Washington Center for Equitable Growth
As Prepared for Delivery
It's wonderful to be here at such an important moment for the future of economic policy. And it's a particular honor to join Senator Warren and the distinguished experts you just heard from.
The expiration of the individual provisions of the Trump tax cuts presents a generational opportunity to not just correct the failures of that legislation but to fundamentally reorient our tax system towards shared growth and economic opportunity-to address structural issues in our tax code that have long preferenced wealth over work, to adjust to demographic shifts that require us to raise more revenue, and to ensure our society can sustainably invest in a range of critical priorities that benefit those in the bottom and middle of the income and wealth distributions.

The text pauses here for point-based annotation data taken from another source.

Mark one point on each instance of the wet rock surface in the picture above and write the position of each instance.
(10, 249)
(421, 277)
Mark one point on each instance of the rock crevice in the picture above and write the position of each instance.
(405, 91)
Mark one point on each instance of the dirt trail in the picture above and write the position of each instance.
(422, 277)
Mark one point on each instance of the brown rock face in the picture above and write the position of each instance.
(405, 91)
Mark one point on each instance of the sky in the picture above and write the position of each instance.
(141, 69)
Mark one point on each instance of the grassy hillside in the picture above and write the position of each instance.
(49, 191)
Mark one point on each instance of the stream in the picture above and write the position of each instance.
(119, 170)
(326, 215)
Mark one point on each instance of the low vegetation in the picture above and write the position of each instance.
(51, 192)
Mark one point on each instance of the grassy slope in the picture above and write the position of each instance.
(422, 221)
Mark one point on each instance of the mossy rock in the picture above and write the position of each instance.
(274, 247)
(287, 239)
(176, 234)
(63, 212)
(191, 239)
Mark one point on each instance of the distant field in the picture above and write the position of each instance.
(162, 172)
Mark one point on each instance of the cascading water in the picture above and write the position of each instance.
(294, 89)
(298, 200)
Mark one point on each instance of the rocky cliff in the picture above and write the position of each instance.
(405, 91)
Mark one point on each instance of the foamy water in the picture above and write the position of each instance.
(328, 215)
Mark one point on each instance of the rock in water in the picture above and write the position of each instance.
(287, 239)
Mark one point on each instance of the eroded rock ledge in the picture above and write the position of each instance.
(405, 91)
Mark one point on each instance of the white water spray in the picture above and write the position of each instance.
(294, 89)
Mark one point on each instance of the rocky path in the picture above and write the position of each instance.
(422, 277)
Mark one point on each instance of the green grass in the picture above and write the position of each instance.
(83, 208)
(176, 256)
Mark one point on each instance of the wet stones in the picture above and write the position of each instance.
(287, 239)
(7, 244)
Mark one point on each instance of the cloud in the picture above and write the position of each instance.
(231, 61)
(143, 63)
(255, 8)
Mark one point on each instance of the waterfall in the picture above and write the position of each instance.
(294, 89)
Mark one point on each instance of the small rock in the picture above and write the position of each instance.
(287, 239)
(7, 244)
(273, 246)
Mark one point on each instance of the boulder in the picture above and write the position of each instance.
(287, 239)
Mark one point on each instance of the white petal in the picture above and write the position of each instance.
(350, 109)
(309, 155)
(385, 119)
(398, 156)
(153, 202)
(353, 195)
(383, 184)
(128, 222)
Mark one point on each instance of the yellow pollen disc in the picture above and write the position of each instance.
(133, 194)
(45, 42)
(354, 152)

I'll start with the failures of the Trump tax cuts because those failures inform where we should begin in 2025, and then I'll discuss the kind of tax system and economy President Biden believes we should build.
The Trump Tax Cuts Failed on Their Own Terms
The Trump tax cuts failed on their own terms: they failed to deliver gains in income, economic activity, and revenue that proponents claimed-and instead were a large windfall for high-income households and large businesses.
In 2017, proponents of the Trump tax cuts said the bill would mainly benefit typical Americans and boost their wages. Instead, the bill gave those in the top 1 percent a tax cut over 50 times larger than that of middle-income households. Its corporate rate cut failed to trickle-down: one rigorous analysis found that corporations used the windfall to buy back stock, pay dividends, and boost executive pay, while the bottom 90 percent of workers saw no wage gains.
Similarly, proponents of the Trump tax cuts said they would double or even triple the economic growth rate. But real GDP and fixed investment grew at about the same rate in the two years after the legislation passed as in the two years before.
Finally, the bill's proponents also claimed that it would increase revenues and fully pay for itself. But in 2017, revenues were expected to average 18.3 percent of the economy from 2023 to 2025. With 2023 behind us, the revised estimate for that period is only 17 percent. And every estimate of the bill suggests it increased deficits.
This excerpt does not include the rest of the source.